Light, sweet crude oil for January delivery on the New York Mercantile Exchange (Nymex) closed up 30 cents at 48.94 dollars a barrel.

However, in earlier trading New York oil had broken through 50 dollars to strike 50.25 dollars, its highest level since November 4.

In London, Brent North Sea crude oil for January delivery rose seven cents to 44.45 dollars a barrel, after earlier surging 1.12 dollars to 45.50 dollars.

Traders in New York said prices had spiked over concerns about oil inventories as the winter closes in on the continental United States.

“Everybody will be looking at inventories for direction … if (there is) any draw (prices) could easily go back and test 50 dollars and perhaps go a bit higher,” said Refco analyst, Marshall Steeves.

The US government and the industry group, the American Petroleum Institute, are due to report weekly US stock inventories Wednesday.

However, the London oil market had also jumped on fears that the looming European winter could also draw down available supplies.

Markets were jumpy ahead of the weekly US oil inventory data, given that “heating oil and distillate stocks are so low for this time of the year,” said London-based Investec Securities analyst Bruce Evers.

He said an explosion in Iraq also seriously affected exports through the south of the country.

Analysts said the release of weekly US oil inventory figures from the US Department of Energy would have a bearing on the direction of crude futures.

“Prices have been very volatile since last week when we had the US inventories data showing that (distillate) stocks were very low, 14 percent lower than a year ago,” said Richard Slape, an analyst at stockbroker Seymour Pierce.

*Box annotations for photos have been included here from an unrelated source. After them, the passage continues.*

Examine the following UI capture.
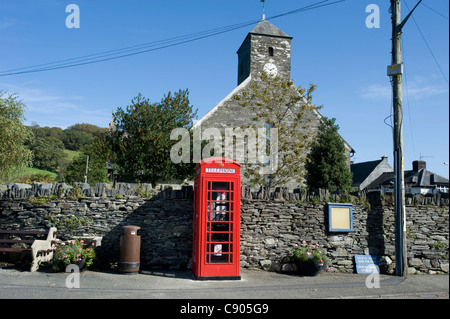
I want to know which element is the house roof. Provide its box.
[367,168,449,189]
[350,159,383,185]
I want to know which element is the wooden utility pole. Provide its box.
[84,155,89,183]
[388,0,422,277]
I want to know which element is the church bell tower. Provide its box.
[237,17,292,85]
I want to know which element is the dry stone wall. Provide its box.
[0,185,449,273]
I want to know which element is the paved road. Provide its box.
[0,269,449,300]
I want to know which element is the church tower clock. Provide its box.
[237,18,292,85]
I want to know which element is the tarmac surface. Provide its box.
[0,268,449,302]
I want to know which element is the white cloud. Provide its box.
[0,82,110,128]
[0,18,17,29]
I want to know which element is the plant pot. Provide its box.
[297,260,320,277]
[75,259,87,272]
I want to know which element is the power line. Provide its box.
[0,0,346,76]
[405,0,449,84]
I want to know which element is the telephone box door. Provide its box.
[193,159,241,279]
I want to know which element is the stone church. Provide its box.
[193,18,354,189]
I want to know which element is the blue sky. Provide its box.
[0,0,449,178]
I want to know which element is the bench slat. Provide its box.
[0,247,31,253]
[0,239,34,244]
[0,229,48,235]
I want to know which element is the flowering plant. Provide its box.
[287,241,330,271]
[52,239,95,271]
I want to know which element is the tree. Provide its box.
[0,90,33,181]
[305,118,352,191]
[234,72,319,187]
[108,90,197,183]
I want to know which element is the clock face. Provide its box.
[264,63,278,76]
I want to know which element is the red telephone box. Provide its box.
[192,157,241,280]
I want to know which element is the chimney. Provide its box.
[413,161,427,172]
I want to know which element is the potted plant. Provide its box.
[286,241,329,276]
[52,239,95,271]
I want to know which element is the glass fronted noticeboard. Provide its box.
[328,203,353,232]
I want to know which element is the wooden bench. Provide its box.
[0,227,56,272]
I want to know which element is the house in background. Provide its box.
[366,161,449,195]
[350,156,394,191]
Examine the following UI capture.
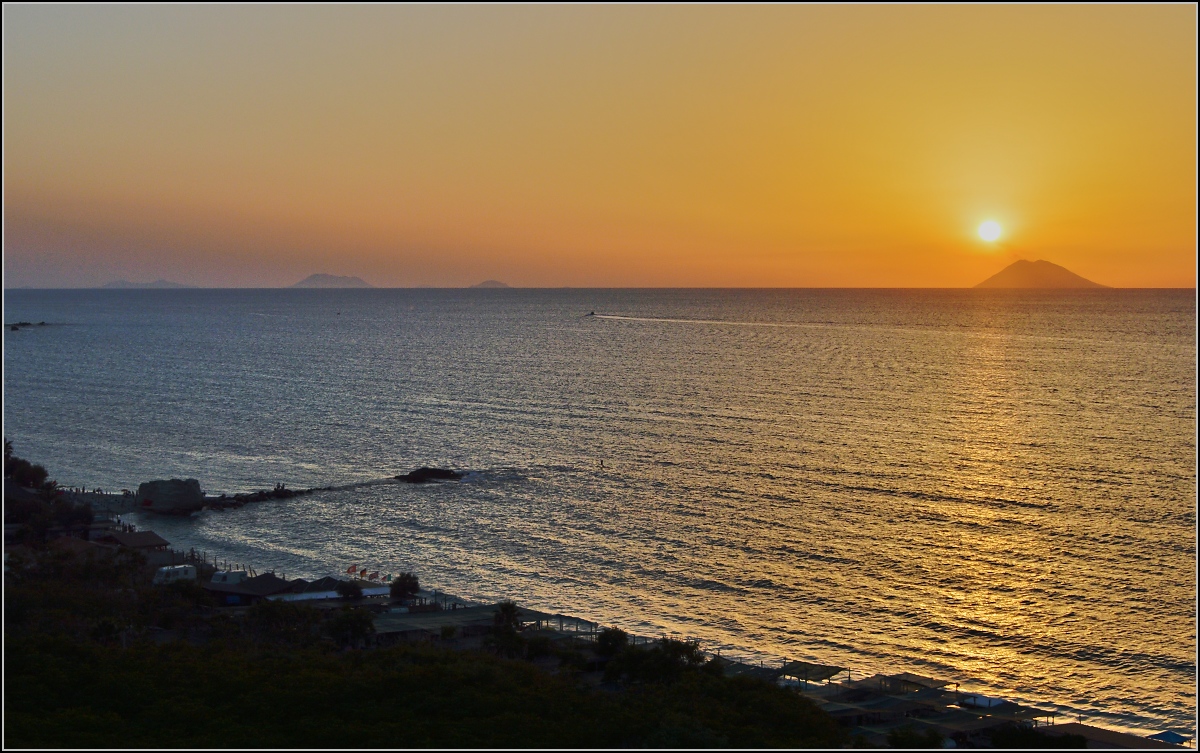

“Winter is approaching rapidly, which doesn’t leave us with a margin of error. There is now a spell of cold weather in Europe and the prices are going up,” he said.

Oil prices have fallen by about 16 percent in New York from all-time highs last month, but remain up 44 percent so far this year.

Analysts said prices were also drawing support from expectations that the OPEC cartel will soon reduce its output, after opening the taps wide in recent months to try to control skyrocketing prices.

OPEC ministers are due to meet next in Cairo on December 10.